Wall Street was also under pressure after strong wage data stoked fears of tighter monetary policy in the U.S. Average hourly earnings rose 2.9 percent for the month on an annualized basis, marking the largest jump since 2009. The U.S. economy added 201,000 jobs in August, more than the expected increase of 191,000.

Treasury yields jumped to their highs of the session following the jobs report release, while the dollar also rose. The Fed has already raised rates twice this year and is largely expected to hike two more times before year-end.

“This does give more support to the folks looking for December rate hike,” said JJ Kinahan, chief market strategist at TD Ameritrade.
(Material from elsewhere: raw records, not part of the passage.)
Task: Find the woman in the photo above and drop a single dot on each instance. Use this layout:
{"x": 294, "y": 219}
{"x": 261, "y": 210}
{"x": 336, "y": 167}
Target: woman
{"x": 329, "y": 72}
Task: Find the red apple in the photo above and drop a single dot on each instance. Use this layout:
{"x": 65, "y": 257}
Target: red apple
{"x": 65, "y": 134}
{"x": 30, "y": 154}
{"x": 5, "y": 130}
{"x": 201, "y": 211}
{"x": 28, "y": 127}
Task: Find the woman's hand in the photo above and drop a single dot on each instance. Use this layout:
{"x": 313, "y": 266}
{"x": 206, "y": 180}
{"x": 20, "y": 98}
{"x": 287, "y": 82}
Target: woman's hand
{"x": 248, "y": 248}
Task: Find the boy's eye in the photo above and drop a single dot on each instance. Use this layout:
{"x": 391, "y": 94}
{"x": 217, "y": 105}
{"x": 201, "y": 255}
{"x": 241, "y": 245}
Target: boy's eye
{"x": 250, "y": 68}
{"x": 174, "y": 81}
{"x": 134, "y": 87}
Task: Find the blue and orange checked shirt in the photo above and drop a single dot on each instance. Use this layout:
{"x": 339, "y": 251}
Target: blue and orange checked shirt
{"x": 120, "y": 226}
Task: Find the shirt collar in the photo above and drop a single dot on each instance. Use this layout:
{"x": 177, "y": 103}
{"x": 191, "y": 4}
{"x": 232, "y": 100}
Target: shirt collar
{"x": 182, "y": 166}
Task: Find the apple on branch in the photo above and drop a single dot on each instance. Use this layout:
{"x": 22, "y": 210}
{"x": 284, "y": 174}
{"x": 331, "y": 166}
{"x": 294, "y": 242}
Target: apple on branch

But “we continue to see strength where we need to see it,” and that’s good for the market.

Boston Fed President Eric Rosengren told CNBC earlier on Friday that gradual rate hikes are appropriate should the economy continue to do well. “If things work out well for the economy, and that’s what I expect and hope, then we’ll be in a situation where we need to have somewhat restrictive policy over time,” he said.

“The data is becoming even more important than ever now as the market tries to decide whether the Fed will raise a fourth time this year in December or take a pause,” said Chris Zaccarelli, chief investment officer at Independent Advisor Alliance. “I would continue to be cautious as we head into the fall and be wary of trade concerns and increased equity volatility.”

Trade tensions, coupled with a meltdown in emerging markets, have pressured equities this week, knocking the S&P 500 and Nasdaq from record highs. In fact, the Nasdaq was on track for its worst four-day start to September since 2008.

Tesla shares fell as much as 9 percent after Dave Morton, the company’s chief accounting officer, resigned from his post. Morton said in a statement he left because of “the level of public attention placed on the company.”